Il fuoco purifica i metalli lasciandoli incontaminati. Un anello incandescente percorrendo esternamente il mio corpo intero, dalla testa ai piedi, ha raccolto tutte le impurità. Sono passata attraverso le fiamme. Ho camminato sui carboni ardenti. Ho abbandonato durante la muta la vecchia pelle del serpente.

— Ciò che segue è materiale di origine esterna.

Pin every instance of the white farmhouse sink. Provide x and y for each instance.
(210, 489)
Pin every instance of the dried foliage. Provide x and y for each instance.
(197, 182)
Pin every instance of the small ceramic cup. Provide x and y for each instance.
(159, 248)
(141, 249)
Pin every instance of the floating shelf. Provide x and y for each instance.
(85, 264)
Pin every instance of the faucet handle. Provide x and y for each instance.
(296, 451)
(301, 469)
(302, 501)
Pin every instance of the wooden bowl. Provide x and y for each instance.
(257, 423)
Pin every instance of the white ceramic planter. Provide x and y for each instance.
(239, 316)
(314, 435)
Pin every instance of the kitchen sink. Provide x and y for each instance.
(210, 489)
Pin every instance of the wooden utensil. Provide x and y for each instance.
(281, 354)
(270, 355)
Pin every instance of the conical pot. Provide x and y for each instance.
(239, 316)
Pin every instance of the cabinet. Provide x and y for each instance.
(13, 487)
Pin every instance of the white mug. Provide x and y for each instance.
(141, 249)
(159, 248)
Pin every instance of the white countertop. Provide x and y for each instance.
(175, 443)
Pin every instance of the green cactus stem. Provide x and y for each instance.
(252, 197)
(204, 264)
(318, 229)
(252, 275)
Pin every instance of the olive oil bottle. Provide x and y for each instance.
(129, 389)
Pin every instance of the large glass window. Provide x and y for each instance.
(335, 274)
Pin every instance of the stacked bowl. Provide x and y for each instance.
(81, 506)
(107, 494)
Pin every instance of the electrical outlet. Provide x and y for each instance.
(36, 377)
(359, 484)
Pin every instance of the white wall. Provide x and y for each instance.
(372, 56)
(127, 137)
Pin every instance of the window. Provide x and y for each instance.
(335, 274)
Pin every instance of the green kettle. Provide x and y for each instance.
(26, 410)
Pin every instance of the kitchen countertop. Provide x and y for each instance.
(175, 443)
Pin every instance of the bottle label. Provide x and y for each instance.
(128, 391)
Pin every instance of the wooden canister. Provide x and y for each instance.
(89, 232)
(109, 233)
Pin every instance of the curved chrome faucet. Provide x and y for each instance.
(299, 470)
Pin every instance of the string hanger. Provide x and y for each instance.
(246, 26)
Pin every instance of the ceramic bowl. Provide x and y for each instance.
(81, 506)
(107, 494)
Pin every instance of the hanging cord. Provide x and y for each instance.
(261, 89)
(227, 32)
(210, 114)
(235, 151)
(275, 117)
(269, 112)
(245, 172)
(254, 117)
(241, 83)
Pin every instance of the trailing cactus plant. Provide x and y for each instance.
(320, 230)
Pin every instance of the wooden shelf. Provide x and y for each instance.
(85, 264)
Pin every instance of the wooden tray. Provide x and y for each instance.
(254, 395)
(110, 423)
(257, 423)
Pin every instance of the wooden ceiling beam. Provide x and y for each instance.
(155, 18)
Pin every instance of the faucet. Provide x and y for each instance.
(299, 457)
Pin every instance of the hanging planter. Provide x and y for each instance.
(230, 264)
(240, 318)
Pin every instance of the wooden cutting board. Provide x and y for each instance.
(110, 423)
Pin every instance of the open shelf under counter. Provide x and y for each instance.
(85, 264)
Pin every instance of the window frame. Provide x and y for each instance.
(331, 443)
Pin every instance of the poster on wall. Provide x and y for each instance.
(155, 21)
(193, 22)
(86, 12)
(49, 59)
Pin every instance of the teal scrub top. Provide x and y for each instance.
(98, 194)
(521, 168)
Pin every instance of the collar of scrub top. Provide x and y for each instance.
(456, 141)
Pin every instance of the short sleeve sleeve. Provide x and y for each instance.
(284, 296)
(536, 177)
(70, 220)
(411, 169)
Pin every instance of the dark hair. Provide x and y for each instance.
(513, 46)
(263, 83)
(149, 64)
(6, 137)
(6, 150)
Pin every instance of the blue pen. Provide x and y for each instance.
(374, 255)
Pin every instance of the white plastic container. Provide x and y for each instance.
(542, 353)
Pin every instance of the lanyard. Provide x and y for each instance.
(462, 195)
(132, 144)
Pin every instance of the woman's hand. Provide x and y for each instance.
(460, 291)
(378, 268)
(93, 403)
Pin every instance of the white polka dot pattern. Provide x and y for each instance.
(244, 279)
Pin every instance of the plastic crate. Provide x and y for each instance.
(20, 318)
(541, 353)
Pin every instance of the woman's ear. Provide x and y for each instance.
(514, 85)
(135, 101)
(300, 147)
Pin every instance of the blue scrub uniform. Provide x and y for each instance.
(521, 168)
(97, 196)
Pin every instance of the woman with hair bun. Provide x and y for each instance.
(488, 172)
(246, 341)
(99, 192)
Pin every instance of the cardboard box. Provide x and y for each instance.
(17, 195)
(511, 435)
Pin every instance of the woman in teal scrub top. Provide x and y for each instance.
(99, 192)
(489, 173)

L'importante è che nel fuoco io abbia lasciato bruciare quel grumo e che me ne sia liberata. Che io mi sia alleggerita di pesi che mi sono portata per anni addosso con sensi di colpa e paure. Che il mio corpo si sia liberato di cellule malate di malinconia e tristezza. Che i soprusi tornino per sempre al passato, da dove sono venuti, rimandati al mittente con la dicitura partita per destinazione ignota. Consapevolmente eviterò di generare quel mio male di vivere addossandone poi agli altri la responsabilità con rabbia e rancore. La mia aggressività latente per tema di essere aggredita per prima verrà domata e trasformata nel leggero battito d'ali del mio respiro guarito.
Il metallo è stato saggiato. La raffinazione ha compiuto il suo corso. La purificazione è avvenuta. Rimane soltanto un acre e sottile odore di bruciato.